1) Lock The Temperature First
Viscosity changes with temperature, so a value without temperature is incomplete in most real tasks. If you’re working from a data sheet, use the viscosity listed at the same temperature as your problem. If you’re in a lab, write the test temperature beside every trial.
2) Convert Units Before Plugging Values In
Do not mix cP, Pa·s, cSt, and m²/s in the same line of math. Convert at the start. Then carry the units through the formula. It takes a few seconds and stops most mistakes.
3) Check Whether The Fluid Is Newtonian
Some fluids change apparent viscosity when shear rate changes. Paint, ketchup, and many slurries do this. If your assignment says “Newtonian fluid,” the basic formulas above fit. If it says non-Newtonian, you may need a model such as power-law or Bingham plastic.
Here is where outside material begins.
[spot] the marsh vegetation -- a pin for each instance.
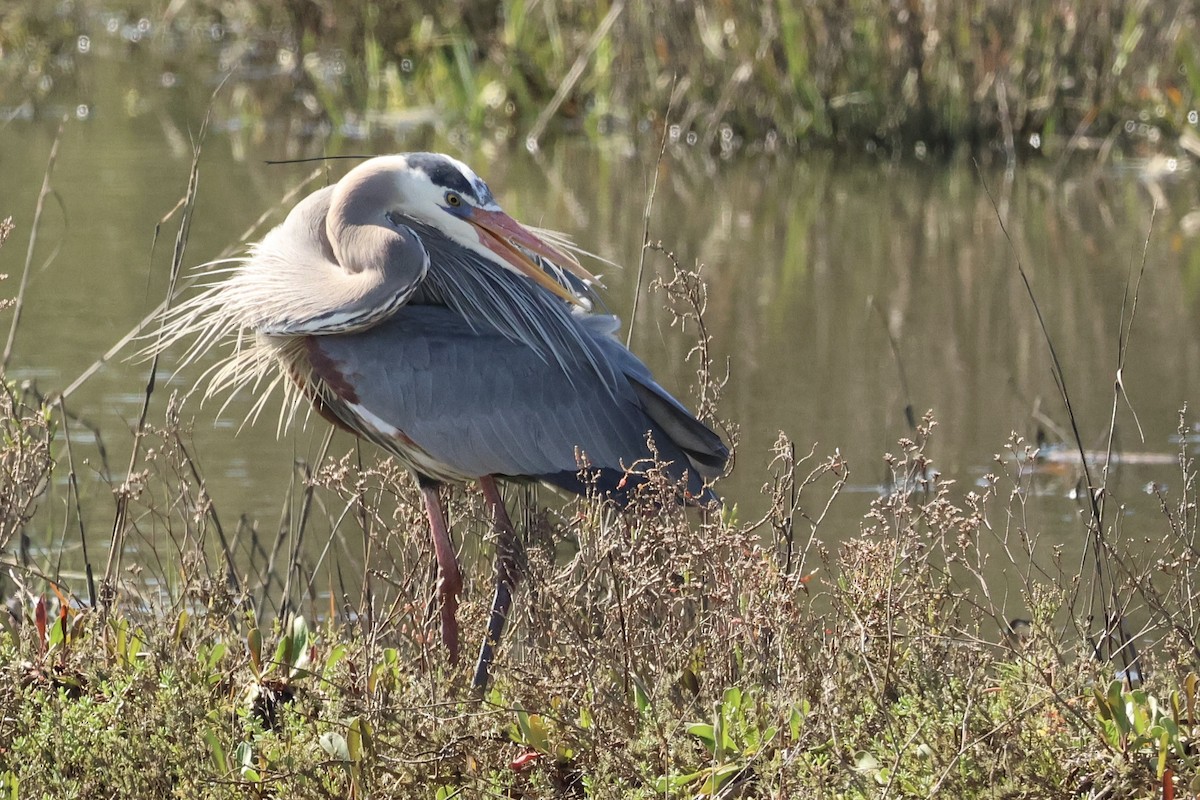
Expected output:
(894, 613)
4) Use Average Time From Multiple Trials
For capillary timing work, run at least two or three clean trials and average them. A single rushed timing can shift the result more than you expect.
5) Sanity-Check The Final Number
Ask one plain question: does the result fit the fluid behavior you saw? If a free-flowing liquid comes out at 20 Pa·s, or a thick syrup comes out near air-like values, check units and conversions again.
How To Calculate Viscosity For Homework, Labs, And Real-World Notes
If you want a simple routine you can reuse, this one works for most situations:
- Write the known values and their units.
- Name the target output (dynamic or kinematic viscosity).
- Pick the matching formula based on your data source.
- Convert all values into one unit system.
- Run the calculation.
- Convert the final value only if your class or lab format asks for a different unit.
- Record the temperature with the result.
That order keeps your work tidy and makes your answer easy to grade or review later.
Final Notes On Reading Viscosity Values
A viscosity number means little without context. Add the unit, add the temperature, and note the method if it came from a lab tool. A clean entry like “108 cP at 25°C (converted from 120 cSt, ρ = 900 kg/m³)” is much more useful than “108” on its own.
Once you get comfortable with the unit conversions and the two core relationships, most viscosity problems become a short setup exercise. The formulas stay the same. The win comes from picking the right one and keeping the units clean.
References & Sources
- International Union of Pure and Applied Chemistry (IUPAC).“Dynamic Viscosity (Gold Book).”Defines dynamic viscosity as the ratio of shear stress to velocity gradient for laminar flow, which supports the core calculation formula used in the article.
- National Institute of Standards and Technology (NIST).“NIST Guide to the SI, Chapter 8.”Lists the SI units for dynamic and kinematic viscosity and gives standard conversion relationships used for unit handling in viscosity calculations.